Интересная жизнь — страница 5 из 26

Бронзовый Лермонтов уже возвышался в те годы в городском сквере Пензы. Лучшую из пяти городских библиотек не напрасно здесь назвали его именем. В ней, в собрании ее книг, в поведении ее сотрудников и особенно в широте взглядов ее добрейшего директора Попова всегда чувствовался бодрящий и окрыляющий дух свободомыслия и доброжелательности. Здесь не только читали книги, но и спорили о них. Здесь сходились учащиеся всего города: из двух гимназий - мужской и женской, - из женского епархиального училища и женской прогимназии, из реального и землемерного училища, из школы садоводства и техническо-железнодорожной школы, с фельдшерских курсов и из школы сельских повитух.

Здесь однажды, на субботнем собрании кружка любителей чтения юный Бурденко прочел наизусть почти всего "Евгения Онегина". Здесь его часто просили читать вслух Некрасова, Гоголя, Гончарова и Чехова. Но с особым наслаждением он читал Лескова.

- ...Я увлекался Лесковым на протяжении всей моей жизни, - говорил Бурденко на склоне лет. - Читал и много раз перечитывал его. И многие рассказы мог без затруднения читать наизусть. Здесь, в этой главной пензенской библиотеке, заводились полезные в смысле умственного развития знакомства и необыкновенно расширялся круг знаний, официально ограниченный семинарским богословием.

- ...Впрочем, о богословии надо сказать более точно, чтобы представить себе теперь, что это такое. Ведь не всем, далеко не всем это понятно в нынешнее время. - Бурденко как бы подсчитывал на пальцах. - Их было в программе семинарии четыре: богословие основное, богословие догматическое, богословие нравственное и, наконец, богословие обличительное, которое, чистосердечно скажу, принесло мне немалую пользу. Платон и Плиний, Сократ и Спиноза, Декарт и Гегель, Бэкон и Дарвин, Ньютон и многие другие светочи человечества были справедливо представлены нам в семинарии как противники богословия, которых мы должны были изучать, чтобы затем их же опровергать или, точнее, пытаться опровергать с помощью логики и философии, с помощью формально логического мышления. Так, семинария вопреки настоянию церкви, вопреки воле самодержавия, дикарски требующих все беспрекословно принимать на веру, а наипаче верить в непогрешимость высочайшей власти, неожиданно прививала нам благотворное сомнение, учила нас, иначе говоря, критическому взгляду, без чего, собственно, нельзя двигаться вперед. И позднее поэтому я все-таки не жалел, что учился в семинарии, что изучал, в частности, обличительное богословие.

А тогда, в девяностые, годы, семинарист Бурденко больше мечтал о гимназии, о том, чтобы перейти в гимназию. Но на это не было средств. В семинарии же он продолжал учиться на казенный счет. И как лучшего ученика его направили в духовную академию в Санкт-Петербург.

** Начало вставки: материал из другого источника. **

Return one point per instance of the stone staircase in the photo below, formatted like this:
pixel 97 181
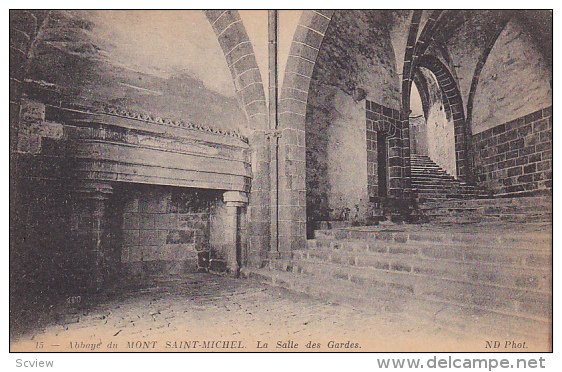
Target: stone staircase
pixel 529 209
pixel 430 182
pixel 486 279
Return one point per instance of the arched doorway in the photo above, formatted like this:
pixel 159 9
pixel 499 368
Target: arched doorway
pixel 437 121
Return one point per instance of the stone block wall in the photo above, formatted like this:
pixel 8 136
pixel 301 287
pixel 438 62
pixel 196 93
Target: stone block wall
pixel 167 230
pixel 516 156
pixel 380 119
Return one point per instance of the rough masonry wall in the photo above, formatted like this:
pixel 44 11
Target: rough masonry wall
pixel 356 61
pixel 514 82
pixel 516 156
pixel 137 61
pixel 380 120
pixel 167 230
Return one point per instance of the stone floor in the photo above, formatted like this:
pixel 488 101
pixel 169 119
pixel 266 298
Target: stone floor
pixel 204 312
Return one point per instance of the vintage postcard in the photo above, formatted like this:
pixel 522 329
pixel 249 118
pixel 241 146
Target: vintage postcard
pixel 281 180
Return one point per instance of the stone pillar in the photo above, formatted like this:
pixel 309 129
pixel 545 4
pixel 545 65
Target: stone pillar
pixel 233 201
pixel 90 258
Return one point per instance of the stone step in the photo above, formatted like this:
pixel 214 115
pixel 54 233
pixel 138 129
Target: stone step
pixel 535 235
pixel 507 269
pixel 459 319
pixel 526 303
pixel 518 201
pixel 536 254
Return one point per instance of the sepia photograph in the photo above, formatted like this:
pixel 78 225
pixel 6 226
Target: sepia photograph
pixel 368 180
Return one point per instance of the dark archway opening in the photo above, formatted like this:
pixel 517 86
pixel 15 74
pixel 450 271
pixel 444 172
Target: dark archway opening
pixel 382 165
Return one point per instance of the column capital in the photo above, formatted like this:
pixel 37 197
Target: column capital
pixel 235 198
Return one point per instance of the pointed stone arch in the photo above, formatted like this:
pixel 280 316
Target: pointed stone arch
pixel 454 105
pixel 241 60
pixel 303 53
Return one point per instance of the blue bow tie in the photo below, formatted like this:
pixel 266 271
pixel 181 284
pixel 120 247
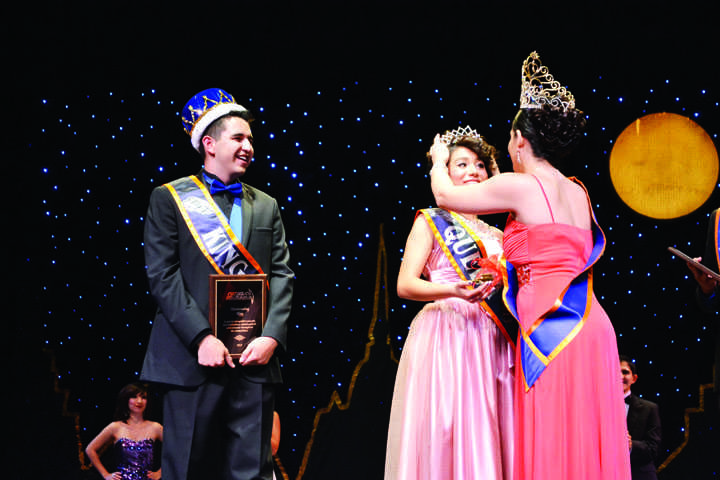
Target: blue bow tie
pixel 216 186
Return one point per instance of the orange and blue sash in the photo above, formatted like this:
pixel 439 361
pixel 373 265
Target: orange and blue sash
pixel 463 248
pixel 210 228
pixel 555 329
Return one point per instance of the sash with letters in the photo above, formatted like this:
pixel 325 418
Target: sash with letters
pixel 210 228
pixel 464 249
pixel 717 237
pixel 556 328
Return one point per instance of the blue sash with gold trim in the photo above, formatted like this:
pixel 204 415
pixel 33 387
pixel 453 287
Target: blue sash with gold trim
pixel 463 248
pixel 210 228
pixel 555 329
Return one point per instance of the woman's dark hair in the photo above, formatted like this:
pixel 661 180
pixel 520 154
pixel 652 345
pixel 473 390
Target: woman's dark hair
pixel 485 152
pixel 553 132
pixel 132 390
pixel 631 364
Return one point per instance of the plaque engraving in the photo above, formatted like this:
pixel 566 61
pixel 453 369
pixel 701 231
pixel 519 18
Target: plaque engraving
pixel 237 309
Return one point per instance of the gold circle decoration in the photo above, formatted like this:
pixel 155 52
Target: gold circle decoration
pixel 664 165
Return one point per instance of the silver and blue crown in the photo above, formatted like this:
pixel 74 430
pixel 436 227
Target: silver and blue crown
pixel 203 109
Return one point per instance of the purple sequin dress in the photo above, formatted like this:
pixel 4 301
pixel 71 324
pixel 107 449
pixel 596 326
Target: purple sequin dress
pixel 134 458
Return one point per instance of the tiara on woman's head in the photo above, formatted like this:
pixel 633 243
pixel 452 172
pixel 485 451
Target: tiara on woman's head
pixel 540 88
pixel 452 136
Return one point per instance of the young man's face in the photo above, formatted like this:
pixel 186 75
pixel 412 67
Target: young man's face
pixel 231 153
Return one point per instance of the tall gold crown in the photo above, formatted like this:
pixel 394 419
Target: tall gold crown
pixel 540 88
pixel 452 136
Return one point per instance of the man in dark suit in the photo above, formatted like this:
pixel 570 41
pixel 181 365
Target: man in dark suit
pixel 217 411
pixel 643 420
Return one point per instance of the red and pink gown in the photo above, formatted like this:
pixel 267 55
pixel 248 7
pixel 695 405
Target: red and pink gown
pixel 452 409
pixel 571 423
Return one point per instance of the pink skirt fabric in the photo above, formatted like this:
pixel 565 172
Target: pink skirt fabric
pixel 571 423
pixel 452 410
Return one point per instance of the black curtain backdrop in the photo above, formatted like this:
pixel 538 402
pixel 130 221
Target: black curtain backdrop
pixel 348 98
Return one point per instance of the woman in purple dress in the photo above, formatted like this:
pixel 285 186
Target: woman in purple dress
pixel 133 437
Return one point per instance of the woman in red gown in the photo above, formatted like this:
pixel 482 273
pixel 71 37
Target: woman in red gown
pixel 570 421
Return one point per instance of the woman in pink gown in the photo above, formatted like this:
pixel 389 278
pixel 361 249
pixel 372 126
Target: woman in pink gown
pixel 452 410
pixel 570 420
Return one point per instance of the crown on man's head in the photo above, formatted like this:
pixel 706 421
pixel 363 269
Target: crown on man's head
pixel 452 136
pixel 203 109
pixel 540 88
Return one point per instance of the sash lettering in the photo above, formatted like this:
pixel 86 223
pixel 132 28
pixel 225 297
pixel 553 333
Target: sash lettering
pixel 210 228
pixel 463 248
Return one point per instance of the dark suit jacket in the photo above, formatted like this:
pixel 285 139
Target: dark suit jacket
pixel 178 275
pixel 643 422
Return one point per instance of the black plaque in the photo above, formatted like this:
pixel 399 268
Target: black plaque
pixel 237 309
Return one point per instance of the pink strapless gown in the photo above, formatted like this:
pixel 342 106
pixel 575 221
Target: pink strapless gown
pixel 571 424
pixel 452 410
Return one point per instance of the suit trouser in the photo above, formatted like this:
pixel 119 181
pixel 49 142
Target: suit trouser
pixel 220 429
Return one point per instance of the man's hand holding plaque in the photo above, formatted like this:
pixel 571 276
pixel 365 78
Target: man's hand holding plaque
pixel 237 316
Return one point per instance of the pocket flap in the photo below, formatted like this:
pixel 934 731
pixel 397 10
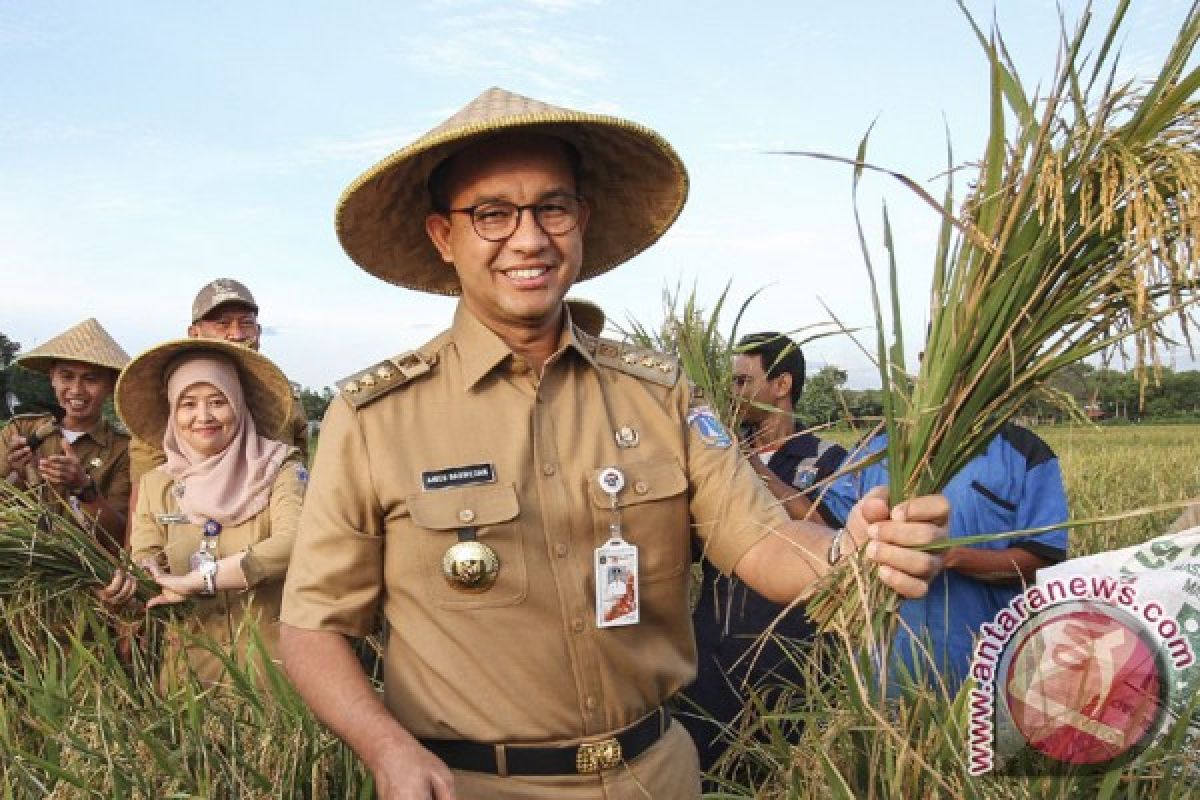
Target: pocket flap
pixel 469 506
pixel 645 482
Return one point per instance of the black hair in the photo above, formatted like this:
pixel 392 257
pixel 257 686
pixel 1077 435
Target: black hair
pixel 779 354
pixel 438 187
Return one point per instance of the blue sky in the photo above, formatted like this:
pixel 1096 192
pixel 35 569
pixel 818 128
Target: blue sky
pixel 147 148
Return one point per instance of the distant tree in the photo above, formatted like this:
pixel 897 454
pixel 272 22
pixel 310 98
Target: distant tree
pixel 9 350
pixel 316 403
pixel 821 401
pixel 33 390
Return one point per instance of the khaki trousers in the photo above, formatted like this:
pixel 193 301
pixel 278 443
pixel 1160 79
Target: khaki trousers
pixel 670 770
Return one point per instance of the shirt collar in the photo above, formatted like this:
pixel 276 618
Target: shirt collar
pixel 481 350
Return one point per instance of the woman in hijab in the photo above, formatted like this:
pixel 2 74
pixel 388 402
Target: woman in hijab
pixel 215 524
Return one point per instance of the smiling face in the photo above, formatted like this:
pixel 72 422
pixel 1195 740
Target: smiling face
pixel 81 389
pixel 755 389
pixel 232 323
pixel 204 419
pixel 516 284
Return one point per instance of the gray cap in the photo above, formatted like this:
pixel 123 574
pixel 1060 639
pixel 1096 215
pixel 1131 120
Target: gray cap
pixel 219 293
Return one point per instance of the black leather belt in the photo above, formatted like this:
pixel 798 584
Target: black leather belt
pixel 585 758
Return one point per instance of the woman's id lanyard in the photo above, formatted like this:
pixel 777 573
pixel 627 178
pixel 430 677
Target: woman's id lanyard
pixel 616 564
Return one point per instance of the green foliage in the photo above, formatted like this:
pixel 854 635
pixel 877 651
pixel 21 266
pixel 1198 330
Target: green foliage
pixel 316 403
pixel 79 721
pixel 822 400
pixel 31 389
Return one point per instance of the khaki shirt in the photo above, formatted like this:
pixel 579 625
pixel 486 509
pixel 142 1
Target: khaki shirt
pixel 525 660
pixel 103 451
pixel 1189 518
pixel 145 456
pixel 267 537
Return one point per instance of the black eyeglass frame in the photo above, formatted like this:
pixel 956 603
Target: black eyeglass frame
pixel 521 209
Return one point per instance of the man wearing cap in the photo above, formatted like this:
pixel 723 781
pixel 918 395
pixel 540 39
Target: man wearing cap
pixel 481 486
pixel 82 461
pixel 223 310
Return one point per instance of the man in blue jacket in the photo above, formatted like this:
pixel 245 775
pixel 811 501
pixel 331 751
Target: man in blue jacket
pixel 1013 485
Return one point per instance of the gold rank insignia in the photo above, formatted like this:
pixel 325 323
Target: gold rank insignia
pixel 471 566
pixel 381 378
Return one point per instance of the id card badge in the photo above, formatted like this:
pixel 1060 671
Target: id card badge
pixel 617 591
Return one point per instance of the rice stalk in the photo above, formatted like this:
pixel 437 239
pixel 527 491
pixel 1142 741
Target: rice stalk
pixel 54 552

- Это сколько же тебе еще в академии учиться? - спрашивал дедушка. Доживу ли я? Хотя что ж... Может, и доживу. Очень бы мне хотелось, Николушка, чтобы... в крайнем случае, чтобы хоть собственный поп отпел меня. В случае чего...

И соседям и знакомым родители охотно показывали письмо из Петербурга, в котором почему-то без особой радости сын сообщал, что все экзамены в духовную академию он уже выдержал. Все, словом, в порядке.

- Поздравляю вас, Варвара Маркиановна. И вас, Нил Карпович, раскланивались знакомые и соседи. - Боже, какое, наверно, счастье иметь сына-священника! И ведь это, надо понять, не простой священник, если он обучался в духовной академии. И не где-нибудь, а в Санкт-Петербурге. Его и государь там может заметить при отличных успехах. Да мало ли...

И дедушка, и бабушка, и отец с матерью были действительно счастливы и горды. Но вскоре вслед за письмом прибыл из столицы Николай и объявил, что учиться на священника не хочет, тем более что ему стало теперь известно, будто бы и бога нет. Во всяком случае, между учеными естествоиспытателями идут такие рассуждения, что бога, каким его изображает религия, не существует вовсе. Есть, вероятно, какая-то могучая разумная сила, озаряющая жизнь людей, но это еще исследуют философы.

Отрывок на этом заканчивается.